You should start from integrating the Differential electric field strength that a point charge would exert at that point

Field:
\lambda = \frac{q}{L} = \frac{q}{2 \pi r} = \frac{dq}{ds}
ds = r d\theta
dq = \lambda r d\theta
dE = \frac{cos\theta dq}{4 \pi \epsilon_0 r^2}
E = \int_{\frac{-\phi}{2}}^{\frac{\phi}{2}}{\frac{\lambda cos\theta d\theta}{4 \pi \epsilon_0 r}} = \frac{\lambda(sin\frac{\phi}{2} - sin\frac{-\phi}{2})}{4 \pi \epsilon_0 r} = \frac{qsin\frac{\phi}{2}}{4 \pi^2 \epsilon_0 r^2}

Potential:
E = \frac{dV}{dr}
V = \int{\frac{qsin\frac{\phi}{2}dr}{4 \pi^2 \epsilon_0 r^2}} = \frac{q sin\frac{\phi}{2}}{4 \pi^2 \epsilon_0} \int{\frac{dr}{r^2}} = \frac{-q sin\frac{\phi}{2}}{4 \pi^2 \epsilon_0 r}

Values:
V_1 = \frac{-2.4*10^{-12} sin\frac{\pi/2}{2}}{4 \pi^2 \epsilon_0 (0.064)} = -0.076V
V_2 = \frac{6 * 2.4*10^{-12} sin\frac{3\pi/2}{2}}{4 \pi^2 \epsilon_0 (0.064)} = 0.455V
V_{net} = V_1 + V_2 = 0.379 V (Incorrect)

 

[kamerling]

your expression for \lambda is wrong. the charge isn't distributed along the whole circle, but along a secion of 1/4 or 3/4 of the circle.

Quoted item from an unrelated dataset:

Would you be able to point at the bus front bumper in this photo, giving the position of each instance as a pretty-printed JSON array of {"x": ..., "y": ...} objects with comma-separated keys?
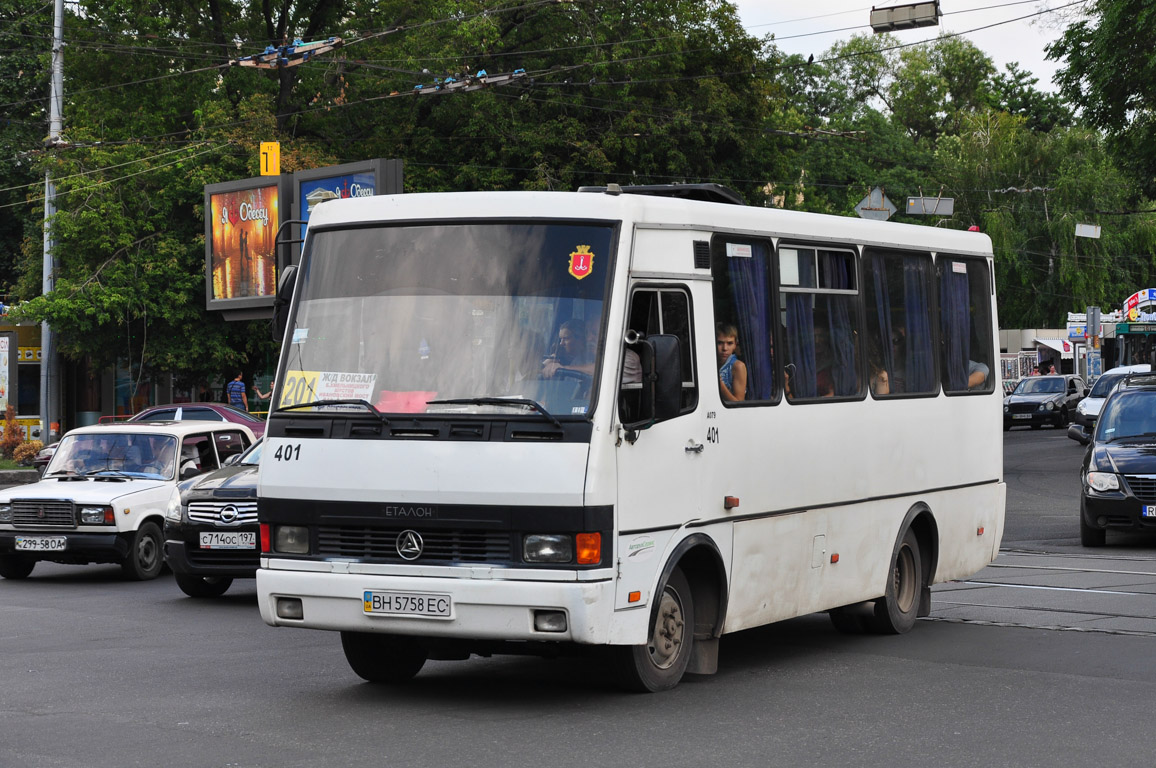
[{"x": 479, "y": 608}]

The rest is OK.

The whole problem gets much simpler, if you see that V doesn't depend on where the charge is, but only on the distance. Since all the charges are at the same distance from the center, you can move them all to a single point at distance r from the cednter

 

[Necraz]

your expression for \lambda is wrong. the charge isn't distributed along the whole circle, but along a secion of 1/4 or 3/4 of the circle. The rest is OK.

Hadn't even considered that the density equation could be wrong - I figured the mistake was somewhere in the following page of calculus. Thanks for pointing that out, that must be why the answers are incorrect.

The whole problem gets much simpler, if you see that V doesn't depend on where the charge is, but only on the distance. Since all the charges are at the same distance from the center, you can move them all to a single point at distance r from the cednter

Realized this and got the answer correct just prior to returning here to mark this thread solved. Thanks for your help!